Interesting side note: The server's battery backup is plugged into one of those cheap-O "Surge Strips" ... The breaker in the strip never tripped.
--- End quote ---

This was one of the things that was brought up during the seminar.  The type of protection circuit in the strips is also weakened over time with hits as well as transients.  And over time the protection portion of the strip just won't do anything anymore.  People think if the light on the strip is working so is the protection.  Not the case.  All they have is a power strip and false sense of security/protection.  Sounds like what may have happened in your case.  It went straight through the strip and into the battery back-up.

westom:
  What is this protection and filtering?  Where are the numbers for this?

  Noted was how properly sized protectors fail - they degrade.  Any protector damaged by a surge provided no protection, violated absolute maximum specs from the manufacturer, and is how to get the naive to buy more such protectors at exaggerated costs.

  Effective protection means you never even knew the surge existed.    Still some believe these outright lies that a protector will somehow stop what three miles of sky could not.  That a few hundred joules in a power strip will absorb surges of hundreds of thousands of joules.  Some are so easily lied to as to believe protectors are sacrificial devices.

  Any informed resident in FL knows what is essential for and what provides surge protection:
   http://members.aol.com/gfretwell/ufer.jpg

  Either a surge is harmlessly absorbed before entering the building.  Or it will find paths to earth destructively through an appliance.  The scam is to grossly undersize a protector so that its failure light reports failure.  That gets the naïve to recommend more of them. Then claim that magic box will block what three miles of sky could not stop.  Nothing stops a surge.  And surge damage is routinely averted by techniques well proven even 100 years ago.

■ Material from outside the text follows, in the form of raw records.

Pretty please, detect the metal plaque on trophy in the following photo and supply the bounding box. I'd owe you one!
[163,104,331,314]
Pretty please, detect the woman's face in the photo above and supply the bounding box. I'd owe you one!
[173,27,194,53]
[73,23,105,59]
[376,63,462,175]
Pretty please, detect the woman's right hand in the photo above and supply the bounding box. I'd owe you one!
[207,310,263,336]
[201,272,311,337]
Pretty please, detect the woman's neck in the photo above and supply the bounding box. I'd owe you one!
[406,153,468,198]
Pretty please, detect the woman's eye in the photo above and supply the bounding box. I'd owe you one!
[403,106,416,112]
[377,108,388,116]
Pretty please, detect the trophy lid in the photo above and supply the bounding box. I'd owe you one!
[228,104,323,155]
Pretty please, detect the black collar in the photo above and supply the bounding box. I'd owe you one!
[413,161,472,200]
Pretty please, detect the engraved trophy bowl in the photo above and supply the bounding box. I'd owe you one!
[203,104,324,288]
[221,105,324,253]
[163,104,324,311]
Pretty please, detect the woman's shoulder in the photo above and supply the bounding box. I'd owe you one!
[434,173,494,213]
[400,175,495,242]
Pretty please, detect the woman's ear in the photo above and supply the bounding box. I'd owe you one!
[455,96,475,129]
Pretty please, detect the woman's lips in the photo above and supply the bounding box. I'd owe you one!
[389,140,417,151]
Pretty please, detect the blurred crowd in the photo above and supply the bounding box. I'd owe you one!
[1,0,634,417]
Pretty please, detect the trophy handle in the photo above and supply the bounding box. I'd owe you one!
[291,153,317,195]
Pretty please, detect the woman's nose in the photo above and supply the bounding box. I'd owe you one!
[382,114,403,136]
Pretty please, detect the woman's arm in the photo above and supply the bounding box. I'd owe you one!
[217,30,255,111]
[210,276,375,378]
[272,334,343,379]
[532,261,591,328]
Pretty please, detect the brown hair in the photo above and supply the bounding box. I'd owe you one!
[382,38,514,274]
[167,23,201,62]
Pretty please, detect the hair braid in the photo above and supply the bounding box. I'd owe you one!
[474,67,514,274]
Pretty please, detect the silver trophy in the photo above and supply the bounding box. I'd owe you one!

Effective protection means a protector earths a direct lightning strike, the surge does not enter the building, and the protector remains functional.

  That surge hit the server and UPS simultaneously and equally.  Protection already exists inside all electronics (ie that server).  But a surge too small to overwhem protection in the server easily destroyed a grossly undersized UPS protector circuit.  No problem.  If that UPS is purchased using myths, then the damage gets the naive to buy more ineffective protectors.  Effectively earthed protector is even necessary to protect UPSes that have virtually zero protection.  Enough to claim a subjective 'surge protection' in color glossy sales brochures.  But virtually zero protection.

  If honest in that seminar, far more important than a summary conclusions were numbers and what those numbers represent.  If selling a scam on junk science, then numberrs are not provided - just like the zero protection inside that battery backup device.   If they did not provide numbers, then what scam was being promoted?    Those who want to be scammed even think filtering will stop what three miles of sky could not – set themselves up to be scammed.

  So what were they selling in that seminar?